To reproduce the outcomes presented in the paper, open the desired Jupyter Notebook (*.ipynb) file and execute its cells to generate reported results from the data generated in the experiments (lib/pipeline/[n]_*.py scripts). More concretely, the Jupyter Nobebooks are the following:

• 0_grid-search.ipynb: contains the results of the Grid Search hyperparameters optimization process, i.e., results generated by executing lib/pipeline/02_hyperparameter-optimization.py.

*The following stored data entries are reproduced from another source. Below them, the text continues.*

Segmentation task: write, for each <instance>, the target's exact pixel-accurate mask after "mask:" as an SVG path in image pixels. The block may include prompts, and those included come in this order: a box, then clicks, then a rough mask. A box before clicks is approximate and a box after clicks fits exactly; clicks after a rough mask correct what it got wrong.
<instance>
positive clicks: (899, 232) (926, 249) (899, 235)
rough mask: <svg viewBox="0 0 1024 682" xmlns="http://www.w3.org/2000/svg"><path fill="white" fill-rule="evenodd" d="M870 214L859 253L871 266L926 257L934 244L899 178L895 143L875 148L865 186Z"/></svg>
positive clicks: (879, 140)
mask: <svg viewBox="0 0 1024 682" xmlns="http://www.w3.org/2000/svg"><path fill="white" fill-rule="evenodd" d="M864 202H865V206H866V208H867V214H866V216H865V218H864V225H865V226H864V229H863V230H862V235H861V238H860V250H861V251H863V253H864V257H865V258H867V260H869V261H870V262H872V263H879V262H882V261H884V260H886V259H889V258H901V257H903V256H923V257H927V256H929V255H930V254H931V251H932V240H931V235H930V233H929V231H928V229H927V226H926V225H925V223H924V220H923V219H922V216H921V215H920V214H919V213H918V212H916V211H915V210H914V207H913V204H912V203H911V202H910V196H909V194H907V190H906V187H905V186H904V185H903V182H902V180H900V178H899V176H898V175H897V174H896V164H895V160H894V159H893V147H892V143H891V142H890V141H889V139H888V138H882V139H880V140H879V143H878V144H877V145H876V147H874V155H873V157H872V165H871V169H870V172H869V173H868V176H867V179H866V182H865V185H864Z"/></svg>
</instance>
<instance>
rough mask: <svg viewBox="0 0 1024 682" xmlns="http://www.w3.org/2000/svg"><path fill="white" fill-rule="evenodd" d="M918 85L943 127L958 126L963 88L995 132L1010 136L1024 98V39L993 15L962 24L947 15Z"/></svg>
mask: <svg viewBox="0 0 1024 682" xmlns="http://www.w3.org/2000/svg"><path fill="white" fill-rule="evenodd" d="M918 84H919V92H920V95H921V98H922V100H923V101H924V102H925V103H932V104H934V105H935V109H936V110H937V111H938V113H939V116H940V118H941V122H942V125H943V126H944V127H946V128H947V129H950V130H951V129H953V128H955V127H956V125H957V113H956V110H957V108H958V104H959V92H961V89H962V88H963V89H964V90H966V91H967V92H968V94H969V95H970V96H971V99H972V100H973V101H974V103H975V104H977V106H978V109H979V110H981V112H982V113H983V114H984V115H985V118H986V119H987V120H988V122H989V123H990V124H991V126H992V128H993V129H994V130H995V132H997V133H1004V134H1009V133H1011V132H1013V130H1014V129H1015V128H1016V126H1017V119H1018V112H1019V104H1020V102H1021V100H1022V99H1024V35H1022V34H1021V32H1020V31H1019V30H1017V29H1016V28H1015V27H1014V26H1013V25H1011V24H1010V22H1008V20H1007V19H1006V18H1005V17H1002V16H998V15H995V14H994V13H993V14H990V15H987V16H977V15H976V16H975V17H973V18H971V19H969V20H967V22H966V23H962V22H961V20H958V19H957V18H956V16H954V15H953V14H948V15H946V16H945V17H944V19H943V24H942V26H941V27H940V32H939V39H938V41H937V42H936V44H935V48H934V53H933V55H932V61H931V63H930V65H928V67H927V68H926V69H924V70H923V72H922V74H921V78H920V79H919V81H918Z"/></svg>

These results are reported in the paper's Table II (Section III-C).
• 1_training-data.ipynb: shows the accuracy evolution over the addition of training data in the selected models. It analyses the data generated by the lib/pipeline/03_incremental-loso.py script. These results are reported in paper's Figure 2 and 3 (Section IV-A).
• 2_data-sources.ipynb: shows the difference in performance regarding employed datasource for each selected model and amount of training data, i.e., which data source provides better results. It analyses the data generated by the lib/pipeline/03_incremental-loso.py script. These results are reported in paper's Figure 4 (Section IV-B).
• 3_models.ipynb: shows the difference in performance regarding employed model type for each data source and amount of training data, i.e., which model architecture provides better results. It analyses the data generated by the lib/pipeline/03_incremental-loso.py script. These results are reported in paper's Figure 5 (Section IV-C).

License

All the code contained in the .ipynb notebooks and the lib folder is licensed under the Apache License 2.0.

The remaining documents included in this repository are licensed under the Creative Commons Attribution-ShareAlike (CC BY-SA 4.0).

Acknowledgements

This work has been funded by the Spanish Ministry of Universities (grant FPU19/05352), by the Spanish Ministry of Science and Innovation (MCIN/AEI/10.13039/501100011033) and ``ERDF/EU'' (grants PID2020-120250RB-I00, PID2022-1404475OB-C21 and PID2022-140475OB-C22), and partially funded by the Department of Innovation, Universities, Science, and Digital Society of the Valencian Government, Spain (grant number CIAICO/2022/111.